I'm trying to prove the following:
Suppose that $\varphi:\mathbb{D}\rightarrow\mathbb{D}$ is an analytic function (where $\mathbb{D}$ is the open unit disk) with the property that $f\in L_a^{2}(\mathbb{D})$ implies $f\circ\varphi\in L_a^{2}(\mathbb{D})$. Define $C_{\varphi}:L_a^{2}(\mathbb{D})\rightarrow L_a^{2}(\mathbb{D})$ by $C_{\varphi}(f)=f\circ\varphi$. Show that the composition operator $C_{\varphi}$ is a bounded linear operator on $L_a^{2}(\mathbb{D})$.
Theorem 2.1.1 of this paper shows a similar proof of general measure space, and also this MSE post is similar but in $[0,1]$ instead of $\mathbb{D}$. However, I was not able to fully figure out how to find the proof of the above statement. How does one prove this?
Best Answer
Assuming that $L^2_a(\mathbb{D})$ is the Bergman space, i.e. $$\{f:\mathbb{D}\to\mathbb{C}\vert f\text{ is holomorphic and }\int_\mathbb{D}|f(z)|^2dA<\infty\} $$ then this is a direct consequence of the closed graph theorem. We have that $L^2_a(\mathbb{D})$ is complete, so in order to show that the well-defined linear operator $C_\varphi$ is bounded, we can apply the closed graph theorem.
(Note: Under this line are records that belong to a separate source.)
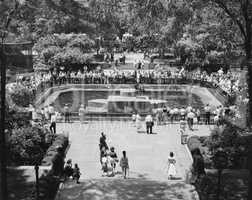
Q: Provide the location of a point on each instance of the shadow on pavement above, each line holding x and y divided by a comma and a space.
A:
123, 189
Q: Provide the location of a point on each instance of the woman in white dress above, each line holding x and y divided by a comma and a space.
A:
171, 166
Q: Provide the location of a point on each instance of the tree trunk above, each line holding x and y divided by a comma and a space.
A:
248, 50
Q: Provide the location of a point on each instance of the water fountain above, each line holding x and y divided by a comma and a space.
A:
128, 101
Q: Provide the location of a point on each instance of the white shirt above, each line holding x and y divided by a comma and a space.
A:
53, 118
148, 118
51, 109
190, 115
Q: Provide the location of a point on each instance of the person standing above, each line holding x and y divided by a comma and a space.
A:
171, 166
198, 115
82, 113
149, 124
76, 173
190, 117
133, 118
138, 122
66, 113
113, 155
182, 113
51, 111
207, 114
103, 142
198, 167
124, 163
47, 115
53, 123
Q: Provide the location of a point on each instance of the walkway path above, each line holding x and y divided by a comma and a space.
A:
147, 158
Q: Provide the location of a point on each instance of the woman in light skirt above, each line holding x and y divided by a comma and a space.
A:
171, 166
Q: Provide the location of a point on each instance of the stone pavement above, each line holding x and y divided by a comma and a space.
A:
147, 159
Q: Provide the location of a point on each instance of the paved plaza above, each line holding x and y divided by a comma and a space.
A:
147, 159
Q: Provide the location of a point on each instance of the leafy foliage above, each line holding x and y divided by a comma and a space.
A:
229, 140
63, 50
22, 96
27, 145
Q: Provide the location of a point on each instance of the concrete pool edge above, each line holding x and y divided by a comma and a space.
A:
51, 94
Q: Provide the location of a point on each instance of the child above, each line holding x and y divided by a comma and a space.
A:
76, 173
68, 170
113, 155
124, 163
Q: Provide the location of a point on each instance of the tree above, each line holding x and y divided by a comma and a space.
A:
239, 13
27, 145
66, 50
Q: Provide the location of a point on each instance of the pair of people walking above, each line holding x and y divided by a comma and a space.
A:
149, 124
109, 159
73, 172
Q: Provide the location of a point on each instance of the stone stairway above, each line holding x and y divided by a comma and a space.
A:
126, 189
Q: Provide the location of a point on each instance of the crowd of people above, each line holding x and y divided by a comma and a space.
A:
208, 115
227, 82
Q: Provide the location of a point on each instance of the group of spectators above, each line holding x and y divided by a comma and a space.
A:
227, 82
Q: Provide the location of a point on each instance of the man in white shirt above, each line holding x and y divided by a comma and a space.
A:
53, 123
182, 113
149, 124
207, 114
51, 110
190, 117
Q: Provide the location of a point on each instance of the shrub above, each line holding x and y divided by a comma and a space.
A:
228, 138
27, 145
22, 96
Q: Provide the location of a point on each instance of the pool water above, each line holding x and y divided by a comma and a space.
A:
174, 99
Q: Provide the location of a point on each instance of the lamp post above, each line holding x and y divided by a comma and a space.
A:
4, 193
36, 167
220, 163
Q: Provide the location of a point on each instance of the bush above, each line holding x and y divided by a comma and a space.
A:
22, 96
229, 139
27, 145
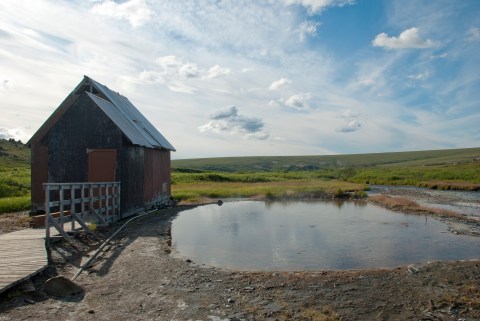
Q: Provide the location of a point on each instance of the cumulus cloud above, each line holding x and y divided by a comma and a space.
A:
230, 121
135, 11
316, 6
217, 71
177, 73
409, 38
308, 28
349, 114
15, 133
282, 82
473, 34
298, 101
420, 76
352, 126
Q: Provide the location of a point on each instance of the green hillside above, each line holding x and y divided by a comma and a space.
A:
14, 168
299, 163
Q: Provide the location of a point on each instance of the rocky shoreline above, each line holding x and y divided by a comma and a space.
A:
135, 278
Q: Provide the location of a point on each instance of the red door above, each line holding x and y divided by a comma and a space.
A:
102, 164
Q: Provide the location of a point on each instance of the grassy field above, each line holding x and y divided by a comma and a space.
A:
443, 169
272, 177
197, 186
14, 176
298, 163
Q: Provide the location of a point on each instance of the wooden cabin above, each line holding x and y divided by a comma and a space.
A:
98, 135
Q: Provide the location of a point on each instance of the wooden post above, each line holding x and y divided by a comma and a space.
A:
72, 206
47, 214
61, 205
107, 198
119, 201
82, 204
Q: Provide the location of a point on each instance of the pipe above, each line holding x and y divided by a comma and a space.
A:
90, 260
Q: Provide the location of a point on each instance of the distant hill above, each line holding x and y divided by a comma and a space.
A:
13, 154
303, 163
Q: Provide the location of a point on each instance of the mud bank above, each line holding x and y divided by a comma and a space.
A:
136, 278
Here is the standard application: Let $\{f_n\}\subset L^2_a(\mathbb{D})$ be a sequence with $f_n\to0$ and assume that $C_\varphi(f_n)\to g\in L^2_a(\mathbb{D})$. If we can show that $g=0$, then we will have that $C_\varphi$ is continuous.
Note that since $C_\varphi(f_n)\to g$ in $L^2$-norm, there exists a subsequence $\{C_\varphi(f_{n_k})\}$ that converges pointiwse (almost everywhere, but these are all continuous, hence everywhere) to $g$, so $$g(z)=\lim_{k\to\infty}f_{n_k}\circ\varphi(z)$$ for all $z\in\mathbb{D}$. But since $f_n\to0$ in $L^2$ norm we also have that $f_{n_k}\to0$ in $L^2$ norm, so there exists a further subsequence $f_{n_{k_j}}$ that converges almost everywhere to $0$ (which again, since everything here is continuous is the same as "everywhere"), so $$\lim_{j\to\infty}f_{n_{k_j}}(w)=0$$ for all $w\in\mathbb{D}$. In particular, for $w=\varphi(z)$ we have that $$\lim_{j\to\infty}f_{n_{k_j}}(\varphi(z))=0$$ but $\{f_{n_{k_j}}(\varphi(z))\}$ is a subsequence of $\{f_{n_k}(\varphi(z))\}$ which converges to $g(z)$. Therefore $\{f_{n_{k_j}}(\varphi(z))\}$ also converges to $g(z)$, and this shows that $g(z)=0$. As $z$ was arbitrary, this shows that $g=0$.
By the closed graph theorem, we can conclude that $C_\varphi$ is a bounded operator.